Skip to contents

slideimp 1.0.0

Breaking changes

  • group_imp() enforces stricter data validation. The requested feature subset must be a subset the object’s column names which must be a subset of the mapping data.frame. Set allow_unmapped = TRUE to bypass errors when intersections are incomplete.

  • group_imp() and tune_imp() now error when arguments are supplied that do not apply to the chosen imputation method, rather than silently ignoring them.

  • knn_imp() now uses a logical tree argument to toggle between Ball tree (TRUE) and brute force (FALSE). KD tree is no longer supported.

  • knn_imp() and pca_imp() gain more early errors and early exits.

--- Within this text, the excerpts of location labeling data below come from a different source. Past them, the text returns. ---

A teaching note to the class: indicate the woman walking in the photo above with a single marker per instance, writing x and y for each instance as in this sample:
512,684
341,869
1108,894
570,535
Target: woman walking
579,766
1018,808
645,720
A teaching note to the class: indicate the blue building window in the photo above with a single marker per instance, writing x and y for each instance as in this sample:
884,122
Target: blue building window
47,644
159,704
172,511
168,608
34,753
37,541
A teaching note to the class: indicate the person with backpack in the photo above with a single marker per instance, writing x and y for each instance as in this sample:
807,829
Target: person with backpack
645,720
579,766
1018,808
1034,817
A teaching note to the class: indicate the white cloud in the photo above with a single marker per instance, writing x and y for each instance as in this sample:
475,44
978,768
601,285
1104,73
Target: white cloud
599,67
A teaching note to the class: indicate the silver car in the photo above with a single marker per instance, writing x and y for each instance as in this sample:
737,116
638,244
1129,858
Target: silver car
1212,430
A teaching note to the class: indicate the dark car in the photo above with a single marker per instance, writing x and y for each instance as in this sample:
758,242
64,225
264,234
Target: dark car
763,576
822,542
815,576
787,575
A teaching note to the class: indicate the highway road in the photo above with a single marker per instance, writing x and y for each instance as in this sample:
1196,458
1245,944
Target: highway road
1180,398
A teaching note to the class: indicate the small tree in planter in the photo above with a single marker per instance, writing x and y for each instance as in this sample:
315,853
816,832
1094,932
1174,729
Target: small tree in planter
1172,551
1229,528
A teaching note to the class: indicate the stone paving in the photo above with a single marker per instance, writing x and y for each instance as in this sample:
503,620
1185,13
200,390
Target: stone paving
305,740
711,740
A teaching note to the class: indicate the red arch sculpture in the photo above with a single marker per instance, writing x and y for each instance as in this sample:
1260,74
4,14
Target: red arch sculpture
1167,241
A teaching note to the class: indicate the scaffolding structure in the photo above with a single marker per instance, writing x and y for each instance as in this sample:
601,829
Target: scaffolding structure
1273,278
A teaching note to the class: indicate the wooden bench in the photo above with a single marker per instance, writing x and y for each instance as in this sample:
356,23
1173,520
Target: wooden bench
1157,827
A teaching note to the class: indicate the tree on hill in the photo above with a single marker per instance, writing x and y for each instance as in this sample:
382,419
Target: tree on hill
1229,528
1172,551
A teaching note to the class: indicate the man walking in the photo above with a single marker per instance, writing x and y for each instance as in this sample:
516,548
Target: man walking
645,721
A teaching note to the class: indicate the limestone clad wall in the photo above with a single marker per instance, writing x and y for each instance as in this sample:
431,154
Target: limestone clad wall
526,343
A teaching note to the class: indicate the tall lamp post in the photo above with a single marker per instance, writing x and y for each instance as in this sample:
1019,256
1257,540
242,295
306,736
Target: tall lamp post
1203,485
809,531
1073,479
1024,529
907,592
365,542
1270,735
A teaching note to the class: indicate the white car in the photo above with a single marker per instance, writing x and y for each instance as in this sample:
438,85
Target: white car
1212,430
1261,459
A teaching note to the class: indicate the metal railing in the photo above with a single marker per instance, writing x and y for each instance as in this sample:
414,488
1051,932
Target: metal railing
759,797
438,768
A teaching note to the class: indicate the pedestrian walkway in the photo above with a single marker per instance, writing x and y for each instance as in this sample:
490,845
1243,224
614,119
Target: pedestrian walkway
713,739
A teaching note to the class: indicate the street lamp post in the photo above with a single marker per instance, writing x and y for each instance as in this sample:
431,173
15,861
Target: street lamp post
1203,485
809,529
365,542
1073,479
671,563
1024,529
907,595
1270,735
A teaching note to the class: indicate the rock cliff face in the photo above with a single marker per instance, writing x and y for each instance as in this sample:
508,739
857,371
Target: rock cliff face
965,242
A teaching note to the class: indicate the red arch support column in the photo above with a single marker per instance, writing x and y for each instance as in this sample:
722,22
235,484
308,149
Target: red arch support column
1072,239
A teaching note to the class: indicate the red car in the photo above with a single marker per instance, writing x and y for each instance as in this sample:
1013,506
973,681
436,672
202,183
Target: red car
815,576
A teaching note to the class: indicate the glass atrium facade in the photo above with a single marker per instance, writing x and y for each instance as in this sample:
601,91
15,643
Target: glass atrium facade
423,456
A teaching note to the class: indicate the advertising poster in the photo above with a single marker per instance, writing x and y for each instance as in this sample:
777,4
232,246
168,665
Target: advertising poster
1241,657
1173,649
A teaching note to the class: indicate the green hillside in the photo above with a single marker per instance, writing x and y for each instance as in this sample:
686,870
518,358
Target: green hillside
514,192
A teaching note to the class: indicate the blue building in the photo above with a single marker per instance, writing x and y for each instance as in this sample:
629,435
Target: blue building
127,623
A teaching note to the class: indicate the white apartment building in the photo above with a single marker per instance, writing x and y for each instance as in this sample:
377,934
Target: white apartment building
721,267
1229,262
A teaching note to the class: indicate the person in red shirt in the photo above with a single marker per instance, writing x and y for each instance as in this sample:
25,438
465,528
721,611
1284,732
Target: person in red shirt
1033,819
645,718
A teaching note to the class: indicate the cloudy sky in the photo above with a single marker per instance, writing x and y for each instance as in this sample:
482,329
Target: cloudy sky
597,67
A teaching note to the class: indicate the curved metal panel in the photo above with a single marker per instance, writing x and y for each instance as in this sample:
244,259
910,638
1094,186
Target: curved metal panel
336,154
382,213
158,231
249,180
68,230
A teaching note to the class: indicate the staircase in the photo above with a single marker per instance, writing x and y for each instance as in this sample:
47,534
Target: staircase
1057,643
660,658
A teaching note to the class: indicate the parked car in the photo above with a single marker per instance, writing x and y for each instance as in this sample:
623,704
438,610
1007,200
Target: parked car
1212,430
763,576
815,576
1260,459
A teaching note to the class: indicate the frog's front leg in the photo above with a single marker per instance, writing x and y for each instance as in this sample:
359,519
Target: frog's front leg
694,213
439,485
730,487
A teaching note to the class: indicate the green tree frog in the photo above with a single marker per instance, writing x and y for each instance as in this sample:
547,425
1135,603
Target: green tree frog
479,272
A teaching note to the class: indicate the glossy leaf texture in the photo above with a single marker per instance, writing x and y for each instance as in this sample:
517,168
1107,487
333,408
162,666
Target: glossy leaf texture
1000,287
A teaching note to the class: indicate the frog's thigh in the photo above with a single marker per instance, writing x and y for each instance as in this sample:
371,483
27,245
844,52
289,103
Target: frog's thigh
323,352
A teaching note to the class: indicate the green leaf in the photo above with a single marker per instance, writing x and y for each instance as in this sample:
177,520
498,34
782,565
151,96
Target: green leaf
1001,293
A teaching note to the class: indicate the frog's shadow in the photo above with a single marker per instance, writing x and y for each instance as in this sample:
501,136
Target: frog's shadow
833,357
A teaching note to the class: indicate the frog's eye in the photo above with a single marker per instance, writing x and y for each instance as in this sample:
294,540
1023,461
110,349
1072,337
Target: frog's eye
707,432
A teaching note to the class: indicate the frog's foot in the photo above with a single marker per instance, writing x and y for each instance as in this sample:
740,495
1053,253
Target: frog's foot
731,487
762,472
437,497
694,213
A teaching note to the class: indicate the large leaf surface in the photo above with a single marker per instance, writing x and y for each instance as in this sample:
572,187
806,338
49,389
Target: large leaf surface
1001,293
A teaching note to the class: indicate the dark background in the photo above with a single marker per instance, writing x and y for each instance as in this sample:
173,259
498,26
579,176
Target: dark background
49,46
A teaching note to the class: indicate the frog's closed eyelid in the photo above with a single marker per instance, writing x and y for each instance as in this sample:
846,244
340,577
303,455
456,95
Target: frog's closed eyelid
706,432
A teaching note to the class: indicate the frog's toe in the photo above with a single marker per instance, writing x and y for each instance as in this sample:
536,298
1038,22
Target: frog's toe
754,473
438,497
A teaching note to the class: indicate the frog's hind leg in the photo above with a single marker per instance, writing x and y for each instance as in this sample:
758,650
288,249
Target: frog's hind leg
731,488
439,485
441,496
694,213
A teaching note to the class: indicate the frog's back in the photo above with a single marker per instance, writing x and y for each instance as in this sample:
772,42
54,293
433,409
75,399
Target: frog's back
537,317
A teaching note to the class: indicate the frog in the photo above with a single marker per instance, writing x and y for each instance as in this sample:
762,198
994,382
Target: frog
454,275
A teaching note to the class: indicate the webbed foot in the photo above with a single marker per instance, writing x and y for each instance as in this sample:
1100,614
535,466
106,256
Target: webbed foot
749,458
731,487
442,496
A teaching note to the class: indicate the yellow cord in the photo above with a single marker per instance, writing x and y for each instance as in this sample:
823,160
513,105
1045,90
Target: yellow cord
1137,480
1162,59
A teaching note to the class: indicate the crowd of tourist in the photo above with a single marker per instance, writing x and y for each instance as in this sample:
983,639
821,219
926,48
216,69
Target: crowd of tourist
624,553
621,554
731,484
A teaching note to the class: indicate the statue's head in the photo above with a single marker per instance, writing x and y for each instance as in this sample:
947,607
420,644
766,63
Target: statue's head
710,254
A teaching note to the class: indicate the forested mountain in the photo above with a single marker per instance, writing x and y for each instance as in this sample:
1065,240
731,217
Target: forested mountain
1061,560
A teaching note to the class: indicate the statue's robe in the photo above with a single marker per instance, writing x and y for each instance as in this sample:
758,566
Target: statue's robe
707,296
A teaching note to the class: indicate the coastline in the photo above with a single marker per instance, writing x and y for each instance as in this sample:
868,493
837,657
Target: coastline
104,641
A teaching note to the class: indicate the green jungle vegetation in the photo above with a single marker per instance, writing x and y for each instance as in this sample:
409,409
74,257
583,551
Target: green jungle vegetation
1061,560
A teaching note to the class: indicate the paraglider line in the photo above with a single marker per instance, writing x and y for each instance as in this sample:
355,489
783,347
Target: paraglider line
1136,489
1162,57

  • pca_imp() gains the same colmax and post_imp arguments as knn_imp().

  • prep_groups() (formerly group_features()) is the new name for the grouping function. It now accepts a column name vector instead of a full matrix.

  • sample_na_loc() (formerly inject_na()) is now exported. The original remains accessible via slideimp:::inject_na() for legacy code.

  • sim_mat() now returns a matrix in sample-by-column format for immediate compatibility with other package functions. perc_NA is renamed to perc_total_na, and dimensions are now specified via n (rows) and p (columns).

  • tune_imp() gains a unified method argument that applies to both pca_imp() and knn_imp(), replacing pca_method and knn_method. The rep argument is renamed to n_reps.

  • tune_imp() results from v0.5.4 are no longer reproducible because internal NA generation now uses sample_na_loc().

  • The khanmiss1 dataset has been removed.

New features

  • compute_metrics() now supports data frames with a result list column containing truth and estimate columns, similar to yardstick.

  • group_imp() and prep_groups() automatically look up Illumina manifests using the register-on-load pattern for {slideimp.extra}.

  • knn_imp() gains max_cache to control the internal cache size (defaults to 4GB).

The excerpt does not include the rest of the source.